The Eagles kept him for six years, sending him to the Pro Bowl in five of them, and during a 1965 game against Pittsburgh he returned an interception for the only touchdown of his professional career, part of a nine-interception team performance in a 47–13 win that set a franchise record.
Then the Eagles started losing and Baughan wanted out.
George Allen was entering his first head coaching job with the Rams and knew exactly who he wanted. He sent two players to Philadelphia and got Baughan, then spent extensive hours in the film room with him — teaching, studying, developing the kind of football relationship that Baughan later said taught him more about the game than anyone else ever had. Allen made him defensive captain and gave him the signal-calling responsibility for the unit. Four more Pro Bowls in four seasons with Los Angeles. Three more first-team All-Pro selections.
The trade that sent his contractual rights to Washington in January 1971 is the kind of transaction that requires three paragraphs to list all the pieces — six players including Jack Pardee, multiple draft picks across two years, picks that eventually became Isiah Robertson and Dave Elmendorf and a chain of other selections that rippled through the early 1970s NFL draft landscape.
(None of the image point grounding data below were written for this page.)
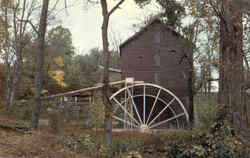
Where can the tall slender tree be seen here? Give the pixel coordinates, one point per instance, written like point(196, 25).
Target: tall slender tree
point(105, 91)
point(40, 62)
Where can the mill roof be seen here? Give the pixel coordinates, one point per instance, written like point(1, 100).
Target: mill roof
point(145, 28)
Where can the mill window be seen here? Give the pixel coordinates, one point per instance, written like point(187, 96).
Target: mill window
point(157, 78)
point(157, 60)
point(157, 37)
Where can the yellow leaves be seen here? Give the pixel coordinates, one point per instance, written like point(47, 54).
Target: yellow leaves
point(58, 75)
point(59, 61)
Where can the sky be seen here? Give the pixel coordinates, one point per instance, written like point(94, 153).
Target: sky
point(85, 20)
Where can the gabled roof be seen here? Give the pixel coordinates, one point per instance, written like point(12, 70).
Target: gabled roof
point(145, 28)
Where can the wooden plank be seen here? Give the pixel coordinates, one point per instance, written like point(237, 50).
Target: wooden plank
point(89, 89)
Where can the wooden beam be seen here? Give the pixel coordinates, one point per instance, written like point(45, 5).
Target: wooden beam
point(89, 89)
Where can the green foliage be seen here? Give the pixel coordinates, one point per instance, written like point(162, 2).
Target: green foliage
point(54, 122)
point(205, 110)
point(172, 11)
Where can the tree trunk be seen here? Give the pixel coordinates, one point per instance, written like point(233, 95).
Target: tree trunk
point(40, 63)
point(105, 90)
point(231, 93)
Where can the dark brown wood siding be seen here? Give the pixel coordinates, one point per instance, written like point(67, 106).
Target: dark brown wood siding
point(137, 57)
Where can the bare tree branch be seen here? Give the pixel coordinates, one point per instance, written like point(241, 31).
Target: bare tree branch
point(115, 7)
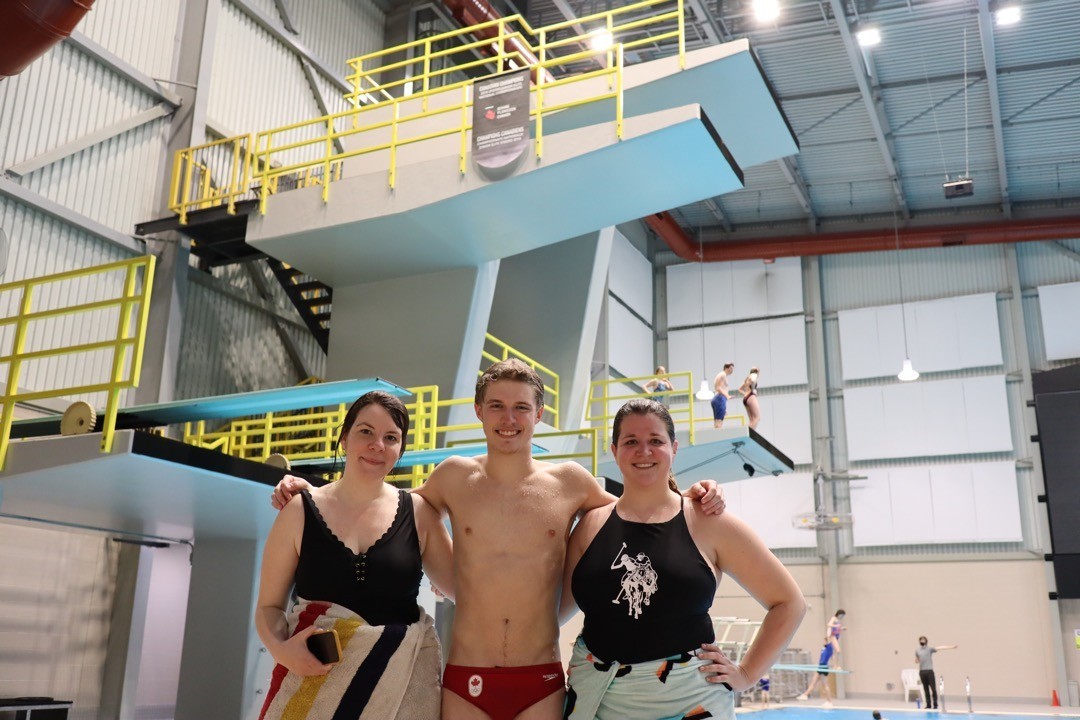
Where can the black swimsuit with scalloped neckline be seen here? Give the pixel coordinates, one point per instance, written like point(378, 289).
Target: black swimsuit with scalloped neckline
point(379, 584)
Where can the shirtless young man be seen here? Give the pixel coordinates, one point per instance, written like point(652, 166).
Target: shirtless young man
point(723, 394)
point(511, 516)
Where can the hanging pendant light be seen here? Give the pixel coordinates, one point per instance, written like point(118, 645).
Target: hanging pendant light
point(907, 372)
point(703, 392)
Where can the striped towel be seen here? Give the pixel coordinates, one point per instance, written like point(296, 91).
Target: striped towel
point(387, 671)
point(671, 689)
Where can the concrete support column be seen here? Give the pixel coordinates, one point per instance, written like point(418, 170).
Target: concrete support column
point(548, 304)
point(220, 661)
point(436, 323)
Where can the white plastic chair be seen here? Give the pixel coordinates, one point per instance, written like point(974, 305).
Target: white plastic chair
point(909, 679)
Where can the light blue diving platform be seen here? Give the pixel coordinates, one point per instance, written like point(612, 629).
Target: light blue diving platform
point(718, 454)
point(726, 80)
point(436, 219)
point(223, 407)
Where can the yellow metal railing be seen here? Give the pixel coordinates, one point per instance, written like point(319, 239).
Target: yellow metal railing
point(550, 378)
point(255, 165)
point(131, 310)
point(313, 434)
point(607, 396)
Baughan's rights, packaged with five other players, generated enough return that Washington essentially rebuilt portions of its roster around the deal.
His career generated that much value. The recognition hasn't always reflected it.
Allen talked him back for two games in 1974 as a player-coach, mostly backing up Chris Hanburger in Washington. Then retirement, final this time.
Eighteen career interceptions. Twenty-four and a half unofficial sacks. Ten fumble recoveries. One hundred and forty-seven games. A career that produced more Pro Bowl selections than most Hall of Famers can claim, built across two cities, under two different coaching philosophies, with consistent excellence that the voters recognized nine times.
The Hall of Fame has not yet agreed with the voters.